I don't know how to not be everything that I am.
I am many things... great, neutotic, a little bit of a mentat . Or at least someone who can recognize dune when quoted.a girl who cries at movies, loves select George Michael songs and belts them in the car.
a girl who will never understand men and I think I'm OK with that. I have luck but not lucky with love. Im learning to try and be okay with that.
I enjoy the small things like the sunset's reflection on the lake... And the honeysuckle smell as I walk the dog.
Despite my minor depresh. I'm okay I even okay by myself St Steven Patrick Morrissey would be proud.
I guess the moral of this post is to be happy with ones lot. Take the good with the bad. And its OK to cry at the movies.
I needed a cry. Maybe it was my cry for the week. I wish that was true. I know sat I'll be a big ball of mess. I'm dreading going up to PA. I'm excited to see friends.
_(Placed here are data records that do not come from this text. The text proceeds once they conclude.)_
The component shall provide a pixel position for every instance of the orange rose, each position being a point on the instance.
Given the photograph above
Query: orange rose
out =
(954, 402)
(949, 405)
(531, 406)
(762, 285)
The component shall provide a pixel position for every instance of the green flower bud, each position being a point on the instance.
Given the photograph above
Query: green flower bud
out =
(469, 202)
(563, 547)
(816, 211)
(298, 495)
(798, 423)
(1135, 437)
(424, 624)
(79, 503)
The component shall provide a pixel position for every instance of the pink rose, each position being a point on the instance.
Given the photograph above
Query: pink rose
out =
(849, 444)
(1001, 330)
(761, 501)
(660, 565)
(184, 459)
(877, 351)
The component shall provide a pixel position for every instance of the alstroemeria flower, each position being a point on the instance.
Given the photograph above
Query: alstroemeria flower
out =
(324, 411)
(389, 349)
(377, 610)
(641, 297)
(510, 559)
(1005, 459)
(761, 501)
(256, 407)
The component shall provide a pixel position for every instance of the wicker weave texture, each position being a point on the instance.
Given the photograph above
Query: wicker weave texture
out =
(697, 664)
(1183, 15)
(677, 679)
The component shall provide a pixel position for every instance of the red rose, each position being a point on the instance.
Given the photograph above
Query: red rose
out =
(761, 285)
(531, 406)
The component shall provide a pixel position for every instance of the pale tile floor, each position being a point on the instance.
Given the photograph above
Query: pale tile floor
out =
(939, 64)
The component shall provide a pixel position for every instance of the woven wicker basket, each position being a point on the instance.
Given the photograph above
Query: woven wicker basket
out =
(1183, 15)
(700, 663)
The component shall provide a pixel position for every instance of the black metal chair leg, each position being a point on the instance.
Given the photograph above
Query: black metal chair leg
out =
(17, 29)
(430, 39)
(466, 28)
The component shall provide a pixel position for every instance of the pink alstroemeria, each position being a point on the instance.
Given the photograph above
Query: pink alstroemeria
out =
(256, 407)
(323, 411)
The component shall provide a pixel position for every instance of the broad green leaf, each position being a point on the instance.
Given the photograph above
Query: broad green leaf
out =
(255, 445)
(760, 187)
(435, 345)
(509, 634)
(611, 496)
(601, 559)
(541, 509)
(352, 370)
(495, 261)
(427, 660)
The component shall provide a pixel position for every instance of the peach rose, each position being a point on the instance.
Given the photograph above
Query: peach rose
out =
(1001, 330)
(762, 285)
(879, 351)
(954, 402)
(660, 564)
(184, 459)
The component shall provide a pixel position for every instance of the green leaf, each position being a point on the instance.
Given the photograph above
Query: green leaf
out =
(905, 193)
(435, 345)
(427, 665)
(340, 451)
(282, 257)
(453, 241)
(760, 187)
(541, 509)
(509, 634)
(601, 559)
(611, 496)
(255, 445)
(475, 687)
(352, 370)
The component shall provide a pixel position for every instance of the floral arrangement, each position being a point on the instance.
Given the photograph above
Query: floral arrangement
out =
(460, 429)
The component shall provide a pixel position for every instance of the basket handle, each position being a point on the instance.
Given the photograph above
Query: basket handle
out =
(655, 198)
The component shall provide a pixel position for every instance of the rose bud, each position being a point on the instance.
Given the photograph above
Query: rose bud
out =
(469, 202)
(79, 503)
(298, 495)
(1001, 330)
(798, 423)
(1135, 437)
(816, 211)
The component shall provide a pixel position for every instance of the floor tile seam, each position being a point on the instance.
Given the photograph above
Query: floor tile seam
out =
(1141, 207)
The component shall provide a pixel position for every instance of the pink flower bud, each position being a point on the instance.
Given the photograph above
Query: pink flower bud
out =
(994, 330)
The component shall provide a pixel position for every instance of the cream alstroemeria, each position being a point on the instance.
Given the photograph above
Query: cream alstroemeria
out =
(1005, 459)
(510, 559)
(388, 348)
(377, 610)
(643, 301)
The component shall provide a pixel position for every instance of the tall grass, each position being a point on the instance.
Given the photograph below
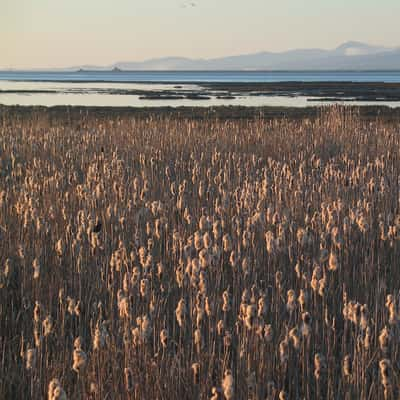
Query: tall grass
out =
(166, 258)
Check out this song: http://www.releaselyrics.com/ec17/the-future-kings-of-nowhere-like-a-staring-contest/
Fortress de alba playlist: this is a time travelers wife reference... freedom, Blank white page, happiness writes white, whiter shade of pale, moonson, pretty little girl from Chile, palm reader. You and me, where is my mind, sometimes you have to work on Christmas, 2 out of 3 ain't bad, blankest year, I almost do, mid air, in the mirror, Carlotta Valdez, always love.
Someday I will find someone who will want my mix tapes. Maybe for awhile I'll just create them for myself.
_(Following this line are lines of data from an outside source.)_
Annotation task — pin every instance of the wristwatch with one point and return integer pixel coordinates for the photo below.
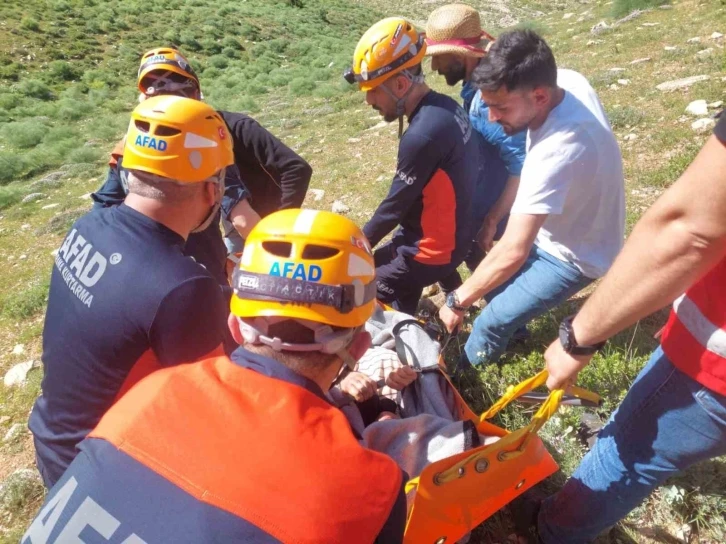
(569, 342)
(452, 301)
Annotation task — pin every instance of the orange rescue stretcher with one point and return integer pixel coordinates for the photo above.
(456, 494)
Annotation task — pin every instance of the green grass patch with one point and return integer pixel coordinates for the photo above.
(28, 302)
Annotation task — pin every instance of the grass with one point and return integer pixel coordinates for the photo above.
(66, 87)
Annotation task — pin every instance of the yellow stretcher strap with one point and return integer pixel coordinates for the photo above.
(545, 412)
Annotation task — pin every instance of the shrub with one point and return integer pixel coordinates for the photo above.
(35, 89)
(11, 166)
(73, 110)
(623, 7)
(23, 134)
(301, 86)
(60, 70)
(84, 154)
(218, 61)
(26, 303)
(9, 101)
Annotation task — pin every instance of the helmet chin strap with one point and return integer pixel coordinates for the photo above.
(218, 180)
(401, 102)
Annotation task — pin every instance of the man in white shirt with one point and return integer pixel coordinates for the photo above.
(567, 222)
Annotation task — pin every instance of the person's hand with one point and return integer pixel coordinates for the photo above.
(485, 236)
(562, 367)
(401, 377)
(359, 386)
(450, 318)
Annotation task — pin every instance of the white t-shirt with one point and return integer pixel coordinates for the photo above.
(574, 173)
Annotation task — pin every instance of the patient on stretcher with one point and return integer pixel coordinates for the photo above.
(404, 408)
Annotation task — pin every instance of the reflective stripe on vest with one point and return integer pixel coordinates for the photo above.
(695, 336)
(706, 333)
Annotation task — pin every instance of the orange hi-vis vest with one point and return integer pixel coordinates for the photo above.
(694, 338)
(270, 452)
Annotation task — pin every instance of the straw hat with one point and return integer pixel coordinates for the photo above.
(456, 28)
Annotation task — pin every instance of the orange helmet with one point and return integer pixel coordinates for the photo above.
(315, 267)
(178, 138)
(165, 70)
(389, 47)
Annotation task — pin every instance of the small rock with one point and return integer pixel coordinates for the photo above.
(339, 207)
(18, 374)
(699, 108)
(703, 125)
(318, 194)
(600, 27)
(681, 83)
(32, 197)
(15, 430)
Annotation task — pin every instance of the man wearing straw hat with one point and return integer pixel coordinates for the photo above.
(430, 197)
(456, 44)
(567, 221)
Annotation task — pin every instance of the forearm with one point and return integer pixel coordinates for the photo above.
(498, 266)
(662, 258)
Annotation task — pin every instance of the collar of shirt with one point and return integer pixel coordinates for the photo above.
(274, 369)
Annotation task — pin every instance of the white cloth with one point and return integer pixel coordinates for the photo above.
(574, 173)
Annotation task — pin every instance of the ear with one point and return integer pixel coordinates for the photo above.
(233, 325)
(402, 85)
(541, 95)
(210, 193)
(360, 344)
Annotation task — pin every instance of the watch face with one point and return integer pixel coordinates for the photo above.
(565, 338)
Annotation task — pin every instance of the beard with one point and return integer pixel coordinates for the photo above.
(454, 74)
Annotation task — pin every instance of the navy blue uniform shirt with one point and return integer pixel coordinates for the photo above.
(432, 191)
(123, 296)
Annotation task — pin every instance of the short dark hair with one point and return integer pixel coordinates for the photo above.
(517, 59)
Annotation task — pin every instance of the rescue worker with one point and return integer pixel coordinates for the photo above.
(124, 300)
(275, 177)
(248, 448)
(675, 413)
(437, 171)
(456, 44)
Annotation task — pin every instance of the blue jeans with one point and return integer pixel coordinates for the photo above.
(543, 283)
(667, 422)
I'll never stop being me. I'm just waiting for the right place right time. Chemistry and timing. Timing's a bitch.
For now I'm done with dating. I'm gonna work on me. Cause I'm a bit of a mess. I know what I want but I keep finding and falling for men who don't know what they want or are emotionally unavailable. Which is not good for a 'woman in her 30s we don't mess around with commitment' himym.
I'm thinking about a trip to Seattle. Nada Surf is playing. Its been too long since I've seen them.